There are 3 basic growing techniques which you can use to take advantage of your space. These are referred to as intercropping, capture cropping and successional sowing. The latter two will indicate that you extend the cropping season rather than harvesting your crop all at once. You’ll also use the available space and improve your yields. All you will need to do is carefully plan which crops to sow and when.
Intercropping increases productivity and also helps to keep down the weeds. Intercropping means that you plant a fast growing crop, like carrots, radishes and lettuce between principal plants that are slower growing. These include vegetables such as cabbages, peas and potatoes.
Intercropping involves reaping the faster growing crop at first prior to the slower growing one achieves total foliage cover of the dirt and colors out the area. A fantastic example of intercropping is to develop a crop of spring lettuce or onions between tomatoes. Spinach or radishes can easily be implanted between sweetcorn or cabbages.
Intercropping may also be used to boost productivity. It ensures that no room is left unused and makes the most effective use of light, nutrients and moisture. Additionally, it will reduce the number of weeds in the vegetable patch by keeping a constant plant canopy over the ground. You may also combine the advantages of a green manure with a harvest. This can be useful in the event of winter crops since the green mulch doubles up as a cover crop, protecting the soil from erosion and leaching in addition to stabilizing soil temperatures. If leguminous green manure is planted in late summer or early fall in a bed together with leafy crops like Brussels sprouts, it can provide nitrogen during the remaining growing season. Additionally, it will provide a boost for ancient crops which are planted out after the green manure crop was dug into the ground. While intercropping requires careful preparation, it may increase the productivity of a relatively small vegetable plot.
Catch cropping is the method where quickly growing vegetables such as radishes and lettuce have been implanted into a place which has only been cropped and has a space for use before the next crop is planted. The sowing of the catch crops can be carried out between the primary ones or after harvesting at the end of the season. It’s important that you understand how long a crop requires to mature when intending catch cropping, so you don’t sow anything that takes too long to grow between the principal crops. Fast maturing vegetables are often marketed at the impatient grower who needs speed over quantity.
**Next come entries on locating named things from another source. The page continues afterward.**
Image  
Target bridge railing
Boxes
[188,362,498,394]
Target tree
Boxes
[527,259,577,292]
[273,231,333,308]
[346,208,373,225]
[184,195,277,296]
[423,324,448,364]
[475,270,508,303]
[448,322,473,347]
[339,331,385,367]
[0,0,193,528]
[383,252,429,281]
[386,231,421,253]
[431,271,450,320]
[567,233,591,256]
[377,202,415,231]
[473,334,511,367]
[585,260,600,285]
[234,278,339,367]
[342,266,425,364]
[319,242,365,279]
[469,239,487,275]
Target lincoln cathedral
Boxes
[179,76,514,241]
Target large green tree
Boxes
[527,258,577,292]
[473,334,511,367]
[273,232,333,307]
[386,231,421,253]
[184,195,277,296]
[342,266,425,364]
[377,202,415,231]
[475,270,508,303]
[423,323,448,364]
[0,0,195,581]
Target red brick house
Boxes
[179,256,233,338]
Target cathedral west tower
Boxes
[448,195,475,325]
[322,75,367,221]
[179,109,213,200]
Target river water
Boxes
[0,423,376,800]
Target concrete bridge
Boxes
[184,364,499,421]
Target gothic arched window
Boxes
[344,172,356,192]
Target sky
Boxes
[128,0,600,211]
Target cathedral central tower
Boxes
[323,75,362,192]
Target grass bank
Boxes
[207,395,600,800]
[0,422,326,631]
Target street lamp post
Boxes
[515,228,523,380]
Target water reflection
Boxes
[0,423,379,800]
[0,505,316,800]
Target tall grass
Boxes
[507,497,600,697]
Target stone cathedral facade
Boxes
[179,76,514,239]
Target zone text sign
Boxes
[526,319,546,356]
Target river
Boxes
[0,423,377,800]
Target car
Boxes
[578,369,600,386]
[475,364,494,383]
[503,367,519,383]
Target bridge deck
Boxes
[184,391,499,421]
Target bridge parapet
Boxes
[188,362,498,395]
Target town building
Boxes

You can have the best of both worlds – if you sow fast growing radishes among rows of slower growing parsnips the radishes will indicate the place of the slow to germinate roots until you see them and you can weed them around without causing harm.
Successional sowing means sowing the seeds of rapid maturing vegetables at regular intervals many times throughout the growing season. This will make certain you get a continuous supply of crops such as lettuces, spinach and carrots through the entire year. Successional sowing can also be useful where plants were sown directly outside early in the summer where they could be more prone to frost damage. Early crops this type of lettuce and radish can be sown under the cover of a cloche, where they will start to grow earlier than would otherwise be the case. Subsequent sowings outdoors will grow later and consequently prolonging the growing season.